1/2 pound lasagna noodles (cooked to package directions)
2 cups fresh basil leaves
3 cloves garlic, minced
1/2 cup pine nuts
1/4 cup Italian parsley
1/2 teaspoon salt
1/2 cup virgin olive oil
1/4 cup grated Parmesan cheese
Prepare sauce: Put basil, garlic, pine nuts, parsley, salt, and oil into blender or food processor and blend into a smooth paste. Add Parmesan cheese and process a few seconds more.
1 cup ricotta cheese
1/2 cup plus 2 tablespoons grated Parmesan cheese
1/2 pound shredded mozzarella cheese
Prepare filling: In a mixing bowl, beat the ricotta, egg, 1/2 cup Parmesan cheese, 1 cup mozzarella, and 1/2 cup Pesto Sauce (save any leftover sauce in a covered glass jar in the refrigerator for use at some other time).

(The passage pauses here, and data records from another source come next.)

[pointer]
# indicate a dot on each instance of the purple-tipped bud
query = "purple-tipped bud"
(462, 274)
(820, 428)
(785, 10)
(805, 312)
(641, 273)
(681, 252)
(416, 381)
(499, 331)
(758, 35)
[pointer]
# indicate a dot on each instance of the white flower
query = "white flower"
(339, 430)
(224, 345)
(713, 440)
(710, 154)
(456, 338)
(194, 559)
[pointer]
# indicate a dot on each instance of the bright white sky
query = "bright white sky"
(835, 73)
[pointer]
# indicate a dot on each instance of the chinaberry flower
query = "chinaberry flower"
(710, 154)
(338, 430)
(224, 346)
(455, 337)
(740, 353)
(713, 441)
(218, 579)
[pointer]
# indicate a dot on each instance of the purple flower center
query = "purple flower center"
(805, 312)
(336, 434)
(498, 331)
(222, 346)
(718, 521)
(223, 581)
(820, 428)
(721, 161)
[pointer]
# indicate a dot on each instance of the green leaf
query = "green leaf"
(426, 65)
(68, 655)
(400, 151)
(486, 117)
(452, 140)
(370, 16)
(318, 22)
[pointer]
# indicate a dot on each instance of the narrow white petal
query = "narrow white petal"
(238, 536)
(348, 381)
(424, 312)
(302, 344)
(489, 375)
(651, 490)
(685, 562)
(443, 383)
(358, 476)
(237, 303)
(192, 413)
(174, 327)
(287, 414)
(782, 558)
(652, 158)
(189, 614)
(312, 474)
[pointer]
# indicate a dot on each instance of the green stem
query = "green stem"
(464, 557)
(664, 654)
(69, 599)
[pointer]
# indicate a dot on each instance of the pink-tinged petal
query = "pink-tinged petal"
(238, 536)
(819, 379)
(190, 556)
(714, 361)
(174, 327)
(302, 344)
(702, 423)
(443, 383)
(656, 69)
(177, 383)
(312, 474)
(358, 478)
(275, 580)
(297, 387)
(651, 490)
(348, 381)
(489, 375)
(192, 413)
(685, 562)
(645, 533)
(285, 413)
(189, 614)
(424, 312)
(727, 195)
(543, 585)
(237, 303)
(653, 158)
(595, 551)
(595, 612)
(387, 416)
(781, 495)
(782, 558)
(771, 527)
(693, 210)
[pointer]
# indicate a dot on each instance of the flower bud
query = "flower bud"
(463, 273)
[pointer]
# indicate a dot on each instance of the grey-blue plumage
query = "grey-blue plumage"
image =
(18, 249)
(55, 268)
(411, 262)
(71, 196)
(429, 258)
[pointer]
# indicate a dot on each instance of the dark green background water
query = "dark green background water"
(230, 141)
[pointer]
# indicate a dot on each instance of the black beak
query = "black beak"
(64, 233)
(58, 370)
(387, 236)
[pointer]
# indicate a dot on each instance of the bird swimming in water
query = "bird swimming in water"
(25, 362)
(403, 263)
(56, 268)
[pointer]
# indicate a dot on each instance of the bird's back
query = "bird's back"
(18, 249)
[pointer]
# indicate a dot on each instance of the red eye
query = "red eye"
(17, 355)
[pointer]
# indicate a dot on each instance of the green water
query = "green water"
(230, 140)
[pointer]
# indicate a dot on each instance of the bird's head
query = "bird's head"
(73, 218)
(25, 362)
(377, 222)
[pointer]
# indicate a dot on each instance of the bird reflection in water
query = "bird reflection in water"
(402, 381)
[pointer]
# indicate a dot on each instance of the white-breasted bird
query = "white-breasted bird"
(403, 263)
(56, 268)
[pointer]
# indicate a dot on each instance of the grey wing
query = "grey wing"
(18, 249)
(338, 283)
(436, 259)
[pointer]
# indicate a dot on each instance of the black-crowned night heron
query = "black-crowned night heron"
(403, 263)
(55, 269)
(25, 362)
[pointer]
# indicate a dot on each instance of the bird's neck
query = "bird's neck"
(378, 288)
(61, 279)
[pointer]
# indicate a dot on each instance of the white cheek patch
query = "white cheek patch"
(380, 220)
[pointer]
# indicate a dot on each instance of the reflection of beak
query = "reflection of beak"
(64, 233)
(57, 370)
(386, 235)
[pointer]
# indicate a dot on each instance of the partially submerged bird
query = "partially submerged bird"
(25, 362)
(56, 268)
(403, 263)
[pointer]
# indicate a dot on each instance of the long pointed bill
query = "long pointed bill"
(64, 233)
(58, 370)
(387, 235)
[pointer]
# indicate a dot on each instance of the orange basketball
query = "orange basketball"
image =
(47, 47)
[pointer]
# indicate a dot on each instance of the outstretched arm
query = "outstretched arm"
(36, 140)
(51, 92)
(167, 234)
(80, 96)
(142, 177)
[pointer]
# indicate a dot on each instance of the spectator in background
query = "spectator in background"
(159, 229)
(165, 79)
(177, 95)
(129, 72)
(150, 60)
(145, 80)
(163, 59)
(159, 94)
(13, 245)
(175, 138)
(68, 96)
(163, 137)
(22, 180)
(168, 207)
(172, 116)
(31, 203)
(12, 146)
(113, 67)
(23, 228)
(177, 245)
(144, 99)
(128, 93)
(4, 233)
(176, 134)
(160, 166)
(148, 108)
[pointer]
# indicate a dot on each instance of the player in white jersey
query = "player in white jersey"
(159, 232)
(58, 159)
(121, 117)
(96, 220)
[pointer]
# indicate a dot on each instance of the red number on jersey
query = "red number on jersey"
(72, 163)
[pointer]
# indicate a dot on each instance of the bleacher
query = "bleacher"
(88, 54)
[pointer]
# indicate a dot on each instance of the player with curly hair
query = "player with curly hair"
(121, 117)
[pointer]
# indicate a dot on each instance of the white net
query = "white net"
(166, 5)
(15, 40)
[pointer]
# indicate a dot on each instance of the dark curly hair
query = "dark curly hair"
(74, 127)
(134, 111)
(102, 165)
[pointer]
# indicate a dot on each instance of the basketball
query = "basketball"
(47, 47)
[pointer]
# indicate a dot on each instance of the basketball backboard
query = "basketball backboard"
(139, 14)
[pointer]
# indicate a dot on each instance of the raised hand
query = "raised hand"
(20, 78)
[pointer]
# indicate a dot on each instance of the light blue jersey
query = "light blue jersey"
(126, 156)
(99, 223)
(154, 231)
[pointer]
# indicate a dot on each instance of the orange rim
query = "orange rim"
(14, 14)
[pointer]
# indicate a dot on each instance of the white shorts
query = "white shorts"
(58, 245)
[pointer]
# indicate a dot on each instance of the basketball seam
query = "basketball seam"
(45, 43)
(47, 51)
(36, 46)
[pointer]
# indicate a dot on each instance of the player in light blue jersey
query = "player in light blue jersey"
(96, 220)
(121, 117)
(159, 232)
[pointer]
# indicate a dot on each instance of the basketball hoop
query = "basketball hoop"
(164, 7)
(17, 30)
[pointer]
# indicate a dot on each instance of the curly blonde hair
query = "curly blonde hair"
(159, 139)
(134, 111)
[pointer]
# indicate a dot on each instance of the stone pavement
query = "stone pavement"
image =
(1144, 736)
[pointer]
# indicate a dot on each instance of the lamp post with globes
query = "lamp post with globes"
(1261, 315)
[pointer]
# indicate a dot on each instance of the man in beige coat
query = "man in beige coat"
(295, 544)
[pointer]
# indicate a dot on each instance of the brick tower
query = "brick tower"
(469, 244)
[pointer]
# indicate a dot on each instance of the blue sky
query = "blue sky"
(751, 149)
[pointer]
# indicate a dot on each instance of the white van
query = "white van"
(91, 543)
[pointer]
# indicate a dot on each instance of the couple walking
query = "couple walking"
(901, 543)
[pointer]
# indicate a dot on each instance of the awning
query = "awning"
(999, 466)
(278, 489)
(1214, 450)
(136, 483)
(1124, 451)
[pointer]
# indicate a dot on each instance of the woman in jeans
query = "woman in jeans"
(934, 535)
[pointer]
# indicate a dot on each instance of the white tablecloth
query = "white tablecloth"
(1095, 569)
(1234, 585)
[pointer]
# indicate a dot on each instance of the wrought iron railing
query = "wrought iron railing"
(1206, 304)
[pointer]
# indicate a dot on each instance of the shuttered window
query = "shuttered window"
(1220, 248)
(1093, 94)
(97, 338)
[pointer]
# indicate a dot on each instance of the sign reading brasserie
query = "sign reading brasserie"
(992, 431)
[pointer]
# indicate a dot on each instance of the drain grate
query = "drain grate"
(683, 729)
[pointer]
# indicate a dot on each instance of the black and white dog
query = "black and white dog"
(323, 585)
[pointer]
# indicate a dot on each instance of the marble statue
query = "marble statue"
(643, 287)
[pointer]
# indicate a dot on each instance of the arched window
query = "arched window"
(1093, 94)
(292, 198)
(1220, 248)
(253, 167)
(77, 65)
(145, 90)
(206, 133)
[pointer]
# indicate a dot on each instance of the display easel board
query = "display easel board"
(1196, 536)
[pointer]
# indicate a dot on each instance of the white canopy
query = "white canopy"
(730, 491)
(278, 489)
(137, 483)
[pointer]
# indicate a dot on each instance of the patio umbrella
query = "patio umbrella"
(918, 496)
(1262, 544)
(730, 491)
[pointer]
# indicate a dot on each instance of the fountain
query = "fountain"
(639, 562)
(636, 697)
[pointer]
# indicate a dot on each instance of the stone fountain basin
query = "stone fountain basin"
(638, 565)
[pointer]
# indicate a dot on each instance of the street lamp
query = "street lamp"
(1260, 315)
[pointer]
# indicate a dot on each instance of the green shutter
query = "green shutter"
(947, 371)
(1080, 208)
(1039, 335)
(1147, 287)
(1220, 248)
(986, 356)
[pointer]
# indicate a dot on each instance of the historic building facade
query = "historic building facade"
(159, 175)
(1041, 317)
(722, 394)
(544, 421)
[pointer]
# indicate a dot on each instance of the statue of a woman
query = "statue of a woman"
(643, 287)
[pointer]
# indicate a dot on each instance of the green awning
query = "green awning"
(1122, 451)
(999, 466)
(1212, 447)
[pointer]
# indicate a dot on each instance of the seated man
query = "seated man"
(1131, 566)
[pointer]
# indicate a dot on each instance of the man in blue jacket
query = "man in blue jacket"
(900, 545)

Preheat oven to 350 degrees F. Grease a 9x13-inch baking dish and place in it one layer of cooked lasagna noodles. Cover with ricotta-pesto mixture and then another layer of lasagna noodles. Sprinkle top layer with remaining mozzarella cheese and remaining Parmesan cheese. Bake for 25 minutes.